Progress	If no process is in the critical section, processes wishing to enter cannot be postponed indefinitely.	System deadlocks and freezing.
Bounded Waiting	There must be a strict limit on how many times other processes can enter their critical sections after a process has requested entry.	Process starvation (waiting forever).

3.3 Achieving Synchronization (Visual Model)

Only one process is granted the lock to update shared data at a time; others block and wait.

3.4 Why "Disabling Interrupts" Fails on Modern Systems

On old, single-core systems, developers could simply disable hardware interrupts before modifying a shared variable, preventing context switches. However, on modern multiprocessor architectures, globally disabling interrupts across all cores is extremely slow, harms system clock timing, and drastically reduces overall system efficiency. Modern operating systems require software and hardware synchronization tools instead.

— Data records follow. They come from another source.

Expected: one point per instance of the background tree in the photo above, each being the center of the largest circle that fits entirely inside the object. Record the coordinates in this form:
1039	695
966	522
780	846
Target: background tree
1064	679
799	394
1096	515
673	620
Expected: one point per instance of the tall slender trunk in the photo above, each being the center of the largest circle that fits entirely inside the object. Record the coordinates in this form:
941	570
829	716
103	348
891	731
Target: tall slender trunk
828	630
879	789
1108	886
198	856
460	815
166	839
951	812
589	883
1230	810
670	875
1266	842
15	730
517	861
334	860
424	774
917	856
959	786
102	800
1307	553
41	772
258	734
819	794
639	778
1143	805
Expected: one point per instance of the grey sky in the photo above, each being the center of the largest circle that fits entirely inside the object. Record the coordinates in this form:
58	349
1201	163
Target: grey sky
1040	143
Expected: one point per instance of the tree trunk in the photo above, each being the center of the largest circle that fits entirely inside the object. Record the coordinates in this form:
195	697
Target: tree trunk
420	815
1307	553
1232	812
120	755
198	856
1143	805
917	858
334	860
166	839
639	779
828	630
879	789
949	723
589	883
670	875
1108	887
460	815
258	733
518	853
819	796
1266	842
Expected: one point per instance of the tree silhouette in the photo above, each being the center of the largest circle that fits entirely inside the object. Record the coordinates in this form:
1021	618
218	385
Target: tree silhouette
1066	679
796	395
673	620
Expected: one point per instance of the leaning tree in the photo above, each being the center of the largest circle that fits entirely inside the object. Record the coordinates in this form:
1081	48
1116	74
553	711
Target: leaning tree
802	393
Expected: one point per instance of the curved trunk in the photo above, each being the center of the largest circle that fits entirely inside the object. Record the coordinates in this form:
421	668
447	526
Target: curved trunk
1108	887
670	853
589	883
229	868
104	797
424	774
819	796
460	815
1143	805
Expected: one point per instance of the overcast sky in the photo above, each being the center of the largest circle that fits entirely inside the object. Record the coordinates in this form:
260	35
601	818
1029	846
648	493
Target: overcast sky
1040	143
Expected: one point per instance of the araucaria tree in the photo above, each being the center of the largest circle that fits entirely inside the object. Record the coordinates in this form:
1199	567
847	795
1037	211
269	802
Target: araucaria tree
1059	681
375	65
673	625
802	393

Primary Synchronization Tools:

Atomic Hardware Instructions: Non-interruptible machine instructions (e.g., TestAndSet or CompareAndSwap).
Mutex Locks: A boolean lock ensuring only one thread enters a critical section.
Semaphores: Integer variables used for more complex coordination and counting available resources.
Software Solutions: Algorithms like Peterson's Solution (mostly theoretical today but foundational for learning).

3.5 The Risk of Synchronization: Deadlocks

While synchronization solves race conditions, poorly implemented locks introduce a new danger: Deadlock. If Process A locks Resource 1 and waits for Resource 2, while Process B locks Resource 2 and waits for Resource 1, both processes will freeze indefinitely.

Worked Example

Worked Example: Race Condition in PID Assignment

Consider the OS maintaining a shared variable next_available_pid. If two processes request to create children at nearly the exact same time, both may read the same PID before either writes back the incremented value. This leads to duplicate PID assignment — a catastrophically incorrect state for an OS kernel.

Unsafe Pseudo-Logic (Conceptual)

// Shared kernel variable
next_available_pid = 2615;

// Inside the fork() system call:
pid = next_available_pid;
next_available_pid = next_available_pid + 1;
return pid;

Why It Fails

If two CPUs or threads execute this concurrently, both can read 2615 before the increment step occurs.
Both calls return the exact same PID, causing duplicate identifiers and corrupting kernel tracking tables.
Fix: The OS must protect the PID allocation code with a lock or atomic update (synchronization) to ensure mutual exclusion.

Without synchronization, shared kernel variables like PID counters can become corrupted, leading to system failure.

One-Page Summary

Concurrency: multiple tasks make progress in the same time interval (often by interleaving on a single core).
Parallelism: multiple tasks execute at the same instant (requires multiple cores/CPUs).
Race condition: concurrent access to shared data where the final result depends on execution order (timing).
Main cause: “single” statements (like count++) are multiple steps and can interleave.
Critical section: code segment where shared data is accessed/updated; must be protected.
Critical-section requirements: Mutual Exclusion, Progress, Bounded Waiting.
Need for synchronization: ensure only one process at a time manipulates shared data; otherwise OS/app correctness breaks.
Common tools: locks/mutex, semaphores, atomic instructions, monitors (details in upcoming lectures).